After a few searches from Google, what I come up with is:
find my_folder -type f -exec grep -l "needle text" {} \; -exec file {} \; | grep text
which is very unhandy and outputs unneeded texts such as mime type information. Any better solutions? I have lots of images and other binary files in the same folder with a lot of text files that I need to search through.
Solution 1:
I know this is an old thread, but I stumbled across it and thought I'd share my method which I have found to be a very fast way to use find
to find only non-binary files:
find . -type f -exec grep -Iq . {} \; -print
The -I
option to grep tells it to immediately ignore binary files and the .
option along with the -q
will make it immediately match text files so it goes very fast. You can change the -print
to a -print0
for piping into an xargs -0
or something if you are concerned about spaces (thanks for the tip, @lucas.werkmeister!)

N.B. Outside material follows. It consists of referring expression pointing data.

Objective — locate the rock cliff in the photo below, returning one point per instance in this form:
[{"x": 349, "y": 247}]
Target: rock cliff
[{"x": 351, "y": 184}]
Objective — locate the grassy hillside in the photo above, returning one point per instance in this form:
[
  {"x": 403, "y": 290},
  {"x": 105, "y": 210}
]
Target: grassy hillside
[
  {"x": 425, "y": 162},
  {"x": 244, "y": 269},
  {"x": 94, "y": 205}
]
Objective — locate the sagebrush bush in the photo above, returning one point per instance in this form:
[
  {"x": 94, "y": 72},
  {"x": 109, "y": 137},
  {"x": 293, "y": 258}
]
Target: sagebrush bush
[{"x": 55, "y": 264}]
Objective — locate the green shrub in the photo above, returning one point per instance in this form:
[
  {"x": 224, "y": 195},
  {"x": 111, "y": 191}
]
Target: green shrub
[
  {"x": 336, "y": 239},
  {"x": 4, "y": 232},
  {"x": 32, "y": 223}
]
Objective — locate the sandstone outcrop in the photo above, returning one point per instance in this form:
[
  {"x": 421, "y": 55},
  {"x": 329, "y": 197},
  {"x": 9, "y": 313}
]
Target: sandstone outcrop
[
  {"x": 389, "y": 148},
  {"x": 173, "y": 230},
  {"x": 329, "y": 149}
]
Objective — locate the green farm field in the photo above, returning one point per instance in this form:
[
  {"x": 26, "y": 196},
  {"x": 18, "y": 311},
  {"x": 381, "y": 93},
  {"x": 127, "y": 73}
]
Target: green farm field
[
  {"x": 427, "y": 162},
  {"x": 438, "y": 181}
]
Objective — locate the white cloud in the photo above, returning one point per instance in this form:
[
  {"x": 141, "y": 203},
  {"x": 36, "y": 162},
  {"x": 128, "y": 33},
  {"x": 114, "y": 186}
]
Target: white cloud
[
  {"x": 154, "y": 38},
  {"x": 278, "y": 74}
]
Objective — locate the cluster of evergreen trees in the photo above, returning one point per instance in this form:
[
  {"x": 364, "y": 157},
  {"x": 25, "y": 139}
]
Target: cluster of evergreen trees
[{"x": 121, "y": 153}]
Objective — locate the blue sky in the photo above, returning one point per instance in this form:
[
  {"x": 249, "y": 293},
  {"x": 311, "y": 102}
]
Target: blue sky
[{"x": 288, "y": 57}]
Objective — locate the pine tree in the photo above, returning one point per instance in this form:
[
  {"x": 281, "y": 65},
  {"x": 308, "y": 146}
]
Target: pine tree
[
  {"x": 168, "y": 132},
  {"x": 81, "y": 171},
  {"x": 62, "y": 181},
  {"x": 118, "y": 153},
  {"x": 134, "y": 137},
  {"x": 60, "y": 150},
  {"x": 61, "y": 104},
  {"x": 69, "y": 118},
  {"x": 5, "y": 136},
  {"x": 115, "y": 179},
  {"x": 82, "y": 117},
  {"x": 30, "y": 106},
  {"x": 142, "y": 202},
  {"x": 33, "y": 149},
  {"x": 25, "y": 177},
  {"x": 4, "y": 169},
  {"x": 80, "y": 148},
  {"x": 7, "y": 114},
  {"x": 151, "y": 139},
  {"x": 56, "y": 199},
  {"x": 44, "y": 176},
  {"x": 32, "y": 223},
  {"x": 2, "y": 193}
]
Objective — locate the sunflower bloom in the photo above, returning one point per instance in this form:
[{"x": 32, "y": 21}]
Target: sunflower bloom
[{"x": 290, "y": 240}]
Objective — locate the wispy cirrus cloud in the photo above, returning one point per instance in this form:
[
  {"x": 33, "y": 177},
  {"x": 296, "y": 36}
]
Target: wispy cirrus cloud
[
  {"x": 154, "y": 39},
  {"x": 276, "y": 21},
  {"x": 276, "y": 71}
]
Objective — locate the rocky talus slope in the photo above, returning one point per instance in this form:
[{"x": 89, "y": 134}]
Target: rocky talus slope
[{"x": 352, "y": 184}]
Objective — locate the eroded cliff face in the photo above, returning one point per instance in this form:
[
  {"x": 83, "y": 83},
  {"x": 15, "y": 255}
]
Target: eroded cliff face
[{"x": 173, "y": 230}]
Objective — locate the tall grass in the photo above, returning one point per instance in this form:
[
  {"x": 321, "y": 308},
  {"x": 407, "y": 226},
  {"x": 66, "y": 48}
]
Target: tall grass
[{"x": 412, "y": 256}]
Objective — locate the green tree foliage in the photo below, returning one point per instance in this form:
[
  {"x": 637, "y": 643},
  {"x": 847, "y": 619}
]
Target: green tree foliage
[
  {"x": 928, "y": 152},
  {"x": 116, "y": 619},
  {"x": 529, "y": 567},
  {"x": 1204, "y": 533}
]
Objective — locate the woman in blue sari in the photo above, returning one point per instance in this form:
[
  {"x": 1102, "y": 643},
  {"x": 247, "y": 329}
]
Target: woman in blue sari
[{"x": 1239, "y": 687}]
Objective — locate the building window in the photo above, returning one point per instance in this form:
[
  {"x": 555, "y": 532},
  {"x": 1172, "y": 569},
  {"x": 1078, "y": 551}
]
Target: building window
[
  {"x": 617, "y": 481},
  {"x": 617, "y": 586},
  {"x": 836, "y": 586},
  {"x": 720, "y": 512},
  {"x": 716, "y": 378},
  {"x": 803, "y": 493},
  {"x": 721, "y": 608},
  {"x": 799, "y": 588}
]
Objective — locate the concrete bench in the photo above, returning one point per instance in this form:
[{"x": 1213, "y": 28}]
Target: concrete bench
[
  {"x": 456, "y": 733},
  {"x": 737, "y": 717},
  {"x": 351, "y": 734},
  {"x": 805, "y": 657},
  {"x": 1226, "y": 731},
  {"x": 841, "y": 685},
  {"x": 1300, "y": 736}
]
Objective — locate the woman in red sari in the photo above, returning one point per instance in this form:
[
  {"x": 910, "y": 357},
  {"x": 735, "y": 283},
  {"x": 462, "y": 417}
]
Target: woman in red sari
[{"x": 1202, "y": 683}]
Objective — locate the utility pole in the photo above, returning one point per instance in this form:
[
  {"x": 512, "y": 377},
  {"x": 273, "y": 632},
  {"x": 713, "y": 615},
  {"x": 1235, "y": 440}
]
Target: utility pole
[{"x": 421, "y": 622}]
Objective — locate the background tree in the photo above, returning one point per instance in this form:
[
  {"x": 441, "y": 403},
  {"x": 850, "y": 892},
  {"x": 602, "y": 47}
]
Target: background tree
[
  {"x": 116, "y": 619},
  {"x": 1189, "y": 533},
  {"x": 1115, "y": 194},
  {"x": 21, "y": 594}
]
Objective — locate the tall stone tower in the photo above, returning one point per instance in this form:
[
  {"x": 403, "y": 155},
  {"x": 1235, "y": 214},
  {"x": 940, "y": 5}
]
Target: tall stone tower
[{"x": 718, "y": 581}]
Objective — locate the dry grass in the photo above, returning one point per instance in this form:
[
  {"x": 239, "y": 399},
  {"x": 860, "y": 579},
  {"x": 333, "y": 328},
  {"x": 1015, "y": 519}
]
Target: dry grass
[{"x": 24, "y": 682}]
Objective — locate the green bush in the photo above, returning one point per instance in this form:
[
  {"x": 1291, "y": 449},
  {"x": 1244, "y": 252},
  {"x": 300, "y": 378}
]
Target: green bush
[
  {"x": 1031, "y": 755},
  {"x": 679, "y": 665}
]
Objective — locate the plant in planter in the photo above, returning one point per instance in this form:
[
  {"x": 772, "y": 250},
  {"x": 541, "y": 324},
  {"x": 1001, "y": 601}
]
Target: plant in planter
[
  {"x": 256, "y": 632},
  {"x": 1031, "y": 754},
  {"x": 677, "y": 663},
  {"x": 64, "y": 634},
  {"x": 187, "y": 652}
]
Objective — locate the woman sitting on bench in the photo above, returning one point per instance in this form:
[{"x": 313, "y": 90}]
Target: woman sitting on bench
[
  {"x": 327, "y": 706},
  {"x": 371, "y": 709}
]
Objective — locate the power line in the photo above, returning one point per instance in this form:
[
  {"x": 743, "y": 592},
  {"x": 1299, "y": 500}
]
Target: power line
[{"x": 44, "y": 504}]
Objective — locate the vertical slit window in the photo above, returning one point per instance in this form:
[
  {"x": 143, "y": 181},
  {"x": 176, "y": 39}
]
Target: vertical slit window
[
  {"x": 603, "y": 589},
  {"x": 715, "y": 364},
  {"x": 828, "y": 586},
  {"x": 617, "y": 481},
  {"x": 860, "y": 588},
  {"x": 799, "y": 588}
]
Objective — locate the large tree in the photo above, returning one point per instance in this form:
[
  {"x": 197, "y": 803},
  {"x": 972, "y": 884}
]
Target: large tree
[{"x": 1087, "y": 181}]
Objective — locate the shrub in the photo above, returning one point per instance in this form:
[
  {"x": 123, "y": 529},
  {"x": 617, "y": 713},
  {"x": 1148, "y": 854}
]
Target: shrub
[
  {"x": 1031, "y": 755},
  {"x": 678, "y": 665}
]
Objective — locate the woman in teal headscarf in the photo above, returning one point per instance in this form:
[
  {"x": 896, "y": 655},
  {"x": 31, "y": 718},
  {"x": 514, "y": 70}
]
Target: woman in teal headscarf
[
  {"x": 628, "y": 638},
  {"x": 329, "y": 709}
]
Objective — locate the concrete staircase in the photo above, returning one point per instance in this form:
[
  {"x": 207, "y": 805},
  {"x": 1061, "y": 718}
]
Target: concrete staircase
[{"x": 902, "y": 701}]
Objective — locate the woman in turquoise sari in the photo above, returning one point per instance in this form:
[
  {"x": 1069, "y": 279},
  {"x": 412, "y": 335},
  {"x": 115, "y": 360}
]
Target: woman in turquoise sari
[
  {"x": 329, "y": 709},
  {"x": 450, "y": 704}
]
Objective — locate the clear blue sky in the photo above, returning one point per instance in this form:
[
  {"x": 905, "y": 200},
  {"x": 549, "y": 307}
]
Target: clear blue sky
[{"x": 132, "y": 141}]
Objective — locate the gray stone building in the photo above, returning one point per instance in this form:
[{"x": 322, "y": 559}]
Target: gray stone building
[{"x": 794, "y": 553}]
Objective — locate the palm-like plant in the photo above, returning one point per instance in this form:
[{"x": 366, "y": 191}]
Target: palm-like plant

Also the first dot is only necessary for certain BSD versions of find
such as on OS X, but it doesn't hurt anything just having it there all the time if you want to put this in an alias or something.
EDIT: As @ruslan correctly pointed out, the -and
can be omitted since it is implied.
Solution 2:
Based on this SO question :
grep -rIl "needle text" my_folder
Solution 3:
Why is it unhandy? If you need to use it often, and don't want to type it every time just define a bash function for it:
function findTextInAsciiFiles {
# usage: findTextInAsciiFiles DIRECTORY NEEDLE_TEXT
find "$1" -type f -exec grep -l "$2" {} \; -exec file {} \; | grep text
}
put it in your .bashrc
and then just run:
findTextInAsciiFiles your_folder "needle text"
whenever you want.
EDIT to reflect OP's edit:
if you want to cut out mime informations you could just add a further stage to the pipeline that filters out mime informations. This should do the trick, by taking only what comes before :
: cut -d':' -f1
:
function findTextInAsciiFiles {
# usage: findTextInAsciiFiles DIRECTORY NEEDLE_TEXT
find "$1" -type f -exec grep -l "$2" {} \; -exec file {} \; | grep text | cut -d ':' -f1
}
Solution 4:
find . -type f -print0 | xargs -0 file | grep -P text | cut -d: -f1 | xargs grep -Pil "search"
This is unfortunately not space save. Putting this into bash script makes it a bit easier.
This is space safe:
#!/bin/bash
#if [ ! "$1" ] ; then
echo "Usage: $0 <search>";
exit
fi
find . -type f -print0 \
| xargs -0 file \
| grep -P text \
| cut -d: -f1 \
| xargs -i% grep -Pil "$1" "%"